Di solito mi scrivo le tracce (anche con poche parole) su un apposito file del computer, ma questa volta, essendo in giro vestito da inuit, ho trovato evidentemente più comodo fare questa puntuazione di fortuna sul cellulare dove è rimasto del tutto dimenticato sino a ieri quando l’ho riletta per caso.
Zheb è contrazione di Baʿal zĕbeb o Baʿal zĕbūb (“Signore delle mosche”) che è tradizionalmente il sinonimo del demonio o Belzebù, anche se si ritiene che questo sia in realtà il nome del fratello di Satana (per un approfondimento –> Beelzebub).
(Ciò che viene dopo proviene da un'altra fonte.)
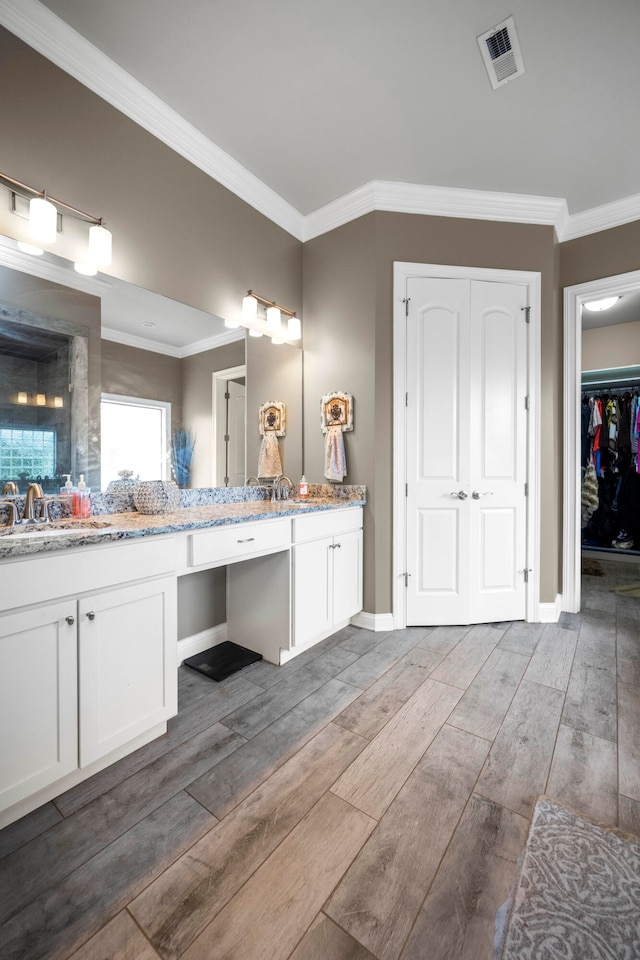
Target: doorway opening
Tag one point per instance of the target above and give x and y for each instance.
(229, 427)
(608, 380)
(528, 565)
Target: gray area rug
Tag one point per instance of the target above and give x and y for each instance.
(576, 894)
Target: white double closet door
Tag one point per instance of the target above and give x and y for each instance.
(466, 447)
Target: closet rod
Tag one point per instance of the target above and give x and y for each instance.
(632, 383)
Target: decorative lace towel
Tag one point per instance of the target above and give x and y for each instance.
(269, 462)
(335, 460)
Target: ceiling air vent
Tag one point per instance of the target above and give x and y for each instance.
(501, 53)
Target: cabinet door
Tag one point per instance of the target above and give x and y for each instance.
(128, 671)
(312, 566)
(38, 699)
(347, 576)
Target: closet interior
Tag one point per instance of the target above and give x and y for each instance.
(610, 487)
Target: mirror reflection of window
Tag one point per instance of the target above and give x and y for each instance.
(135, 436)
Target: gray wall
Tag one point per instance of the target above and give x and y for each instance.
(131, 372)
(197, 399)
(175, 230)
(348, 276)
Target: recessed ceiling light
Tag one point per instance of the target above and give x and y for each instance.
(597, 305)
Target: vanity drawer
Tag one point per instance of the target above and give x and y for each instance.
(326, 523)
(238, 540)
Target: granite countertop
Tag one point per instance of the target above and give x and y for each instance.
(62, 534)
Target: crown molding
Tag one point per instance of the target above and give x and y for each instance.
(46, 269)
(167, 349)
(605, 217)
(61, 44)
(50, 36)
(436, 202)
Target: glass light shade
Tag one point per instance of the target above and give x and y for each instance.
(100, 244)
(30, 249)
(273, 319)
(294, 329)
(86, 269)
(597, 305)
(249, 308)
(43, 220)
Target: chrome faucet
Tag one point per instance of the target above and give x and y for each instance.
(282, 487)
(13, 512)
(34, 494)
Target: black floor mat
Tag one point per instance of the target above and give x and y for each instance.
(221, 661)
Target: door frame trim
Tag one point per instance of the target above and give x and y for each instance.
(402, 272)
(218, 378)
(574, 297)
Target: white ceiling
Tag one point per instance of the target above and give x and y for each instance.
(356, 102)
(317, 99)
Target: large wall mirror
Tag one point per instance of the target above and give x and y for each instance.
(73, 345)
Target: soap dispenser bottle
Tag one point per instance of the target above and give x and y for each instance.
(82, 499)
(68, 492)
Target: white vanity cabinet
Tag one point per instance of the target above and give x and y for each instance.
(127, 665)
(87, 678)
(327, 573)
(38, 700)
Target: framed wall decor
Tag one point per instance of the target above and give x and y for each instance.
(272, 418)
(336, 409)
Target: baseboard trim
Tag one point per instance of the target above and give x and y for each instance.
(550, 612)
(373, 621)
(201, 641)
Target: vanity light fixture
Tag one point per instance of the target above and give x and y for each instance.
(272, 325)
(43, 219)
(44, 214)
(597, 305)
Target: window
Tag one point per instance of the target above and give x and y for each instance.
(134, 436)
(27, 451)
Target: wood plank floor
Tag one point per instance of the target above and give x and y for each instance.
(368, 801)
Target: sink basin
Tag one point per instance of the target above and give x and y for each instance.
(44, 531)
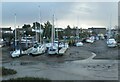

In verità con il racconto ho voluto dare più propriamente espressione non a un episodio di una persona semplicemente indemoniata quanto piuttosto di un soggetto schizofrenico in fase peraltro molto acuta.
Se tuttavia, per un attimo, ci si astrae dal quadro clinico della schizofrenia, il passaggio mentale per ritenere il personaggio del racconto come indemoniato (fino al Settecento lo avrebbero probabilmente ritenuto tale), è molto breve il che consente di caricare il pathos del racconto anche di questa ambiguità di fondo.
La morte del personaggio nel racconto è da attribuirsi in realtà al suo suicidio ancorché vissuto in un contesto ideativo fortemente alterato dalla propria malattia che gli ha fatto credere di essere ucciso da una donna a sua volta “abitata” da una presenza simile alla sua.
L’immagine di apertura del racconto è stata scaricata da Internet.